Baker Academic

Wednesday, April 16, 2014

A Passage from Elie Wiesel's Night

Akiba Drumer left us, a victim of the selection. Lately, he had wandered among us, his eyes glazed, telling every­one of his weakness: “I can´t go on . . . It´s all over.” It was impossible to raise his morale. He didn´t listen to what we told him. He could only repeat that all was over for him, that he could no longer keep up the struggle, that he had no strength left, nor faith. Suddenly his eyes would become blank, nothing but two open wounds, two pits of terror.

He was not the only one to lose his faith during those selection days. I knew a rabbi from a little town in Poland, a bent old man, whose lips were always trembling. He used to pray all the time, in the block, in the yard, in the ranks. He would recite whole pages of the Talmud from memory, argue with himself, ask himself questions and answer himself. And one day he said to me: “It´s the end. God is no longer with us.”

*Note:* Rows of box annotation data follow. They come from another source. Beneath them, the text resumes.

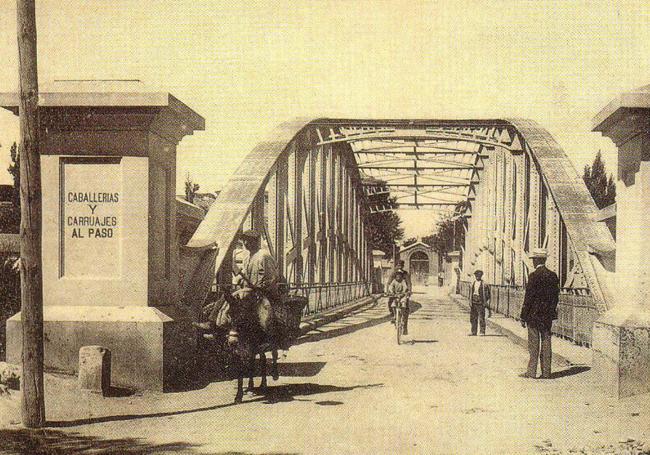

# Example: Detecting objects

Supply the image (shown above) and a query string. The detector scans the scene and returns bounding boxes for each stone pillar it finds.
[593,86,650,397]
[0,81,205,390]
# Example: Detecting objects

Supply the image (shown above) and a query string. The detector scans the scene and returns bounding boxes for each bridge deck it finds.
[0,288,650,454]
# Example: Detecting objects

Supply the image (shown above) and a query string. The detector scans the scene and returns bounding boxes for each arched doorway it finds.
[409,251,430,285]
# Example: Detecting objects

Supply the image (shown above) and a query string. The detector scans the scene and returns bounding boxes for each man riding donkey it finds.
[193,229,282,336]
[194,230,302,401]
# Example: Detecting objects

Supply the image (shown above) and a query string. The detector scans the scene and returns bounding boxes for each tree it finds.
[0,142,20,234]
[367,198,404,254]
[402,237,418,248]
[422,201,468,258]
[582,150,616,209]
[16,0,45,428]
[185,172,200,203]
[7,142,20,208]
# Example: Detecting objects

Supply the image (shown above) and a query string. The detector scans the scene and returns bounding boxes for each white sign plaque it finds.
[60,158,123,279]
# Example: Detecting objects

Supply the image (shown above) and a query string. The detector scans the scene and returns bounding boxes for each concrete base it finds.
[592,308,650,398]
[7,305,196,391]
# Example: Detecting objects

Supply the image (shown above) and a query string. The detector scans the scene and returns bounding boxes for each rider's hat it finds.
[529,248,548,259]
[241,229,260,239]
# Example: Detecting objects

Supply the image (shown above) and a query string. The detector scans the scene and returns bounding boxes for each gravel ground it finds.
[0,288,650,454]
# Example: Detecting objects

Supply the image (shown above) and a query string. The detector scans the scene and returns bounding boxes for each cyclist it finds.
[388,271,409,335]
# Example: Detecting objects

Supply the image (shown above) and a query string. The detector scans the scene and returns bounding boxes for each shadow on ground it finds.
[269,362,325,378]
[0,429,198,455]
[551,365,591,379]
[296,299,422,345]
[259,383,384,406]
[48,383,383,430]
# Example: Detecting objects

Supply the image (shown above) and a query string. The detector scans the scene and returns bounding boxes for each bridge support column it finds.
[593,92,650,397]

And, as though he had repented of having spoken such words, so clipped, so cold, he added in his faint voice:

“I know. One has no right to say things like that. I know. Man is too small, too humble and inconsiderable to seek to understand the mysterious ways of God. But what can I do? I´m not a sage, one of the elect, nor a saint. I´m just an ordinary creature of flesh and blood. I´ve got eyes, too, and I can see what they´re doing here. Where is the divine Mercy? Where is God? How can I believe, how could anyone believe, in this merciful God?”

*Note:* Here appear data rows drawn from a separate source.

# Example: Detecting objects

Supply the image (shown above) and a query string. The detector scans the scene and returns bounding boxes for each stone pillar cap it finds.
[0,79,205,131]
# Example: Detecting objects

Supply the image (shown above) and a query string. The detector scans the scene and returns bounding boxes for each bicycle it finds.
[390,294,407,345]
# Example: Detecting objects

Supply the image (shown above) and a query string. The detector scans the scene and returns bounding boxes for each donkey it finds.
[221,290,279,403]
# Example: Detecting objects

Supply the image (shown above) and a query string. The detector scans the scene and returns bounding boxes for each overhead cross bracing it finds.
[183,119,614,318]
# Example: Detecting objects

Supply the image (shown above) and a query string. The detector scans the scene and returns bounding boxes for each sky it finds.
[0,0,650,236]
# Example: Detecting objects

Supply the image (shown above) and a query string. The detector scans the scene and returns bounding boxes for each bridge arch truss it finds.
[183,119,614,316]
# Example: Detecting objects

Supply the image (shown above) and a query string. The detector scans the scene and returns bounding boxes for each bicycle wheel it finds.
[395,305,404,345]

Poor Akiba Drumer, if he could have gone on believ­ing in God, if he could have seen a part of God in this Calvary, he would not have been taken by the selection. But as soon as he felt the first cracks forming in his faith, he had lost his reason for struggling and had begun to die.

When the selection came, he was condemned in advance, offering his own neck to the executioner. All he asked of us was:

“In three days I shall no longer be here. . . . Say the Kaddish for me.”

We promised him. In three days´ time, when we saw the smoke rising from the chimney, we would think of him. Ten of us would gather together and hold a special service. All his friends would say the Kaddish.

Then he went off toward the hospital, his step stead­ier, not looking back. An ambulance was waiting to take him to Birkenau.

These were terrible days. We received more blows than food; we were crushed with work. And three days after he had gone we forgot to say the Kaddish.

1 comment:

  1. I just started reading this book (for the first time, amazingly!). Looking forward to it, though I know it will be difficult.